Dans leur quête de reconnaissance, les talibans offrent des incitations aux pays prêts à accepter leurs diplomates. Par exemple, la Chine a établi des relations diplomatiques de haut niveau avec les talibans depuis le retrait des États-Unis d’Afghanistan, envoyant un ambassadeur à Kaboul et acceptant l’envoyé des talibans à Pékin. Cependant, un tel engagement n’est pas sans retour. La Chine considère la coopération avec les talibans comme essentielle pour accéder aux ressources naturelles de l’Afghanistan, en particulier ses richesses minérales, et pour sécuriser ses régions frontalières. En conséquence, il a élargi ses relations avec les Taliban en conséquence.

Dans le même temps, les talibans, désireux de s’engager avec des nations étrangères, rejettent rarement une ouverture diplomatique, aussi minime soit-elle. Ils ont également l’intention d’accéder aux institutions diplomatiques de l’Afghanistan, qu’ils considèrent comme un moyen de redorer leur image et d’attirer l’attention internationale. Cependant, la diplomatie, en l’absence d’une politique étrangère claire, n’a pas toujours joué en leur faveur. Niccolò Machiavel, philosophe et historien du XVIe siècle, a souligné le rôle de la bonne volonté dans la diplomatie, mais a averti que « les promesses ne durent que tant que les circonstances qui les ont engendrées restent inchangées ».

Les pays qui entretiennent des relations diplomatiques avec les talibans montrent parfois des signes d’instabilité et de méfiance dans leurs relations avec le groupe. Pour leur part, la perception qu’ont les talibans de leurs homologues semble également évoluer, et il y a peu de preuves d’une vision stratégique cohérente à long terme. L’une des principales motivations des talibans pour accéder à l’appareil diplomatique afghan est de placer des loyalistes à divers postes dans les ambassades et les consulats, principalement pour générer des revenus. Depuis leur retour au pouvoir, les activités consulaires se sont largement poursuivies, ce qui permet de s’assurer que cette source de revenus reste intacte.

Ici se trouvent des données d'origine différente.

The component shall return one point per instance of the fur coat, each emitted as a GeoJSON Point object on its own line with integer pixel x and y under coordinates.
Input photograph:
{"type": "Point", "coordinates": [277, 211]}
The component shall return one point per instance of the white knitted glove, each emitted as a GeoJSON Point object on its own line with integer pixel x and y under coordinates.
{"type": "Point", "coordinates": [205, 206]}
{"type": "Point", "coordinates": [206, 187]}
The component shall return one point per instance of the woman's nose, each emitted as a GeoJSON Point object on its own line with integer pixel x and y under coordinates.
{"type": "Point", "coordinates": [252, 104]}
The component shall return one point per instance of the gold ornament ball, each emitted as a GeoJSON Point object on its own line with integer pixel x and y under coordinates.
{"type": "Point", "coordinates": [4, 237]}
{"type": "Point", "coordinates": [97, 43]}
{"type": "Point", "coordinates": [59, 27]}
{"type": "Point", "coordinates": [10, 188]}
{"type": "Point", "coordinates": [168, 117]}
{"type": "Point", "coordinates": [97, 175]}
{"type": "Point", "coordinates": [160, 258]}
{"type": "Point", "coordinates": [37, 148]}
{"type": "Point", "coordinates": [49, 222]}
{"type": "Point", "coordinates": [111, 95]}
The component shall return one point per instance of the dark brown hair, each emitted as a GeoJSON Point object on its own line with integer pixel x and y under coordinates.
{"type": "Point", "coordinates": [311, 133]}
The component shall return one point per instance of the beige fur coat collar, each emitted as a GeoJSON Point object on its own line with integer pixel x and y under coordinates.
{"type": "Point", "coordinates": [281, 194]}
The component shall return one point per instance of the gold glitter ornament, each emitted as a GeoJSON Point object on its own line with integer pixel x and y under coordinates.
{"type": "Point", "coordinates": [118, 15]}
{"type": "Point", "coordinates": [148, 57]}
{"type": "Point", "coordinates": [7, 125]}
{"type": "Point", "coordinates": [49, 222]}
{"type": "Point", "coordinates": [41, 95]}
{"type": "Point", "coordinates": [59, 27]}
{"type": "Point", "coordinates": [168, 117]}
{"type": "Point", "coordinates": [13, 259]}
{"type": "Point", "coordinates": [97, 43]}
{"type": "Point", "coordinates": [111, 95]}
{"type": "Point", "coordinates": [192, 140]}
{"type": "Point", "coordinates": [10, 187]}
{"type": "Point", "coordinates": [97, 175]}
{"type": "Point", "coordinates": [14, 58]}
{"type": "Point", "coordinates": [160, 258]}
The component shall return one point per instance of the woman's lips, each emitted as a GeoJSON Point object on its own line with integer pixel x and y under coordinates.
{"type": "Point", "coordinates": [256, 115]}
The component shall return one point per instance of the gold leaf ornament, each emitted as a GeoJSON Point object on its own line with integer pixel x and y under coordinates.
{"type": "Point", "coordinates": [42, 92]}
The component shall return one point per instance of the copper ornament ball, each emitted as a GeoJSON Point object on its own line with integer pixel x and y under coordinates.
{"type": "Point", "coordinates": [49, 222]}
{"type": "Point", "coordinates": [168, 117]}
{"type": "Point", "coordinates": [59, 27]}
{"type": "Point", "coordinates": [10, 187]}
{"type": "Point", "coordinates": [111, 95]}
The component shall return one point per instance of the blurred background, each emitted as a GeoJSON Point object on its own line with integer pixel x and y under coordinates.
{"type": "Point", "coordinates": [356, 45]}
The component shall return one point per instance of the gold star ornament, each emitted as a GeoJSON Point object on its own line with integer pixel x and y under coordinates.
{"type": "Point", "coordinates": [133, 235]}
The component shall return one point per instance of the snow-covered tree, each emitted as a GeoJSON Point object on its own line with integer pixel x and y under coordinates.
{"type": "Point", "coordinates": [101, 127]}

Cela dit, les relations diplomatiques entre les talibans et d’autres pays sont principalement façonnées par les intérêts stratégiques de ces pays en Afghanistan. Les États qui s’engagent avec les talibans le font pour exploiter les nouvelles opportunités qui servent leurs programmes nationaux. D’autre part, les talibans, confrontés à des crises de légitimité nationales et internationales, s’efforcent d’utiliser ces engagements pour ouvrir la voie à une reconnaissance formelle de leur régime.

Contrairement aux années 1990, où l’autorité des talibans découlait uniquement de l’idéologie extrémiste et de la force militaire, le groupe semble aujourd’hui tirer des leçons de ses négociations directes avec les États-Unis et de l’accord de Doha de 2020. Il met désormais davantage l’accent sur l’engagement régional en tant qu’outil de diplomatie. Les talibans visent à se présenter comme ouverts au dialogue avec divers acteurs mondiaux, sans faire de concessions concernant leur régime théocratique en Afghanistan. Grâce à cette diplomatie régionale et à une portée internationale calculée, les talibans cherchent à occulter ou à minimiser les problèmes sociétaux profondément enracinés, en particulier le déni des droits des femmes. Plutôt que de s’attaquer de front à ces préoccupations, ils poursuivent des stratégies conçues pour détourner les critiques et normaliser leur gouvernance aux yeux du monde.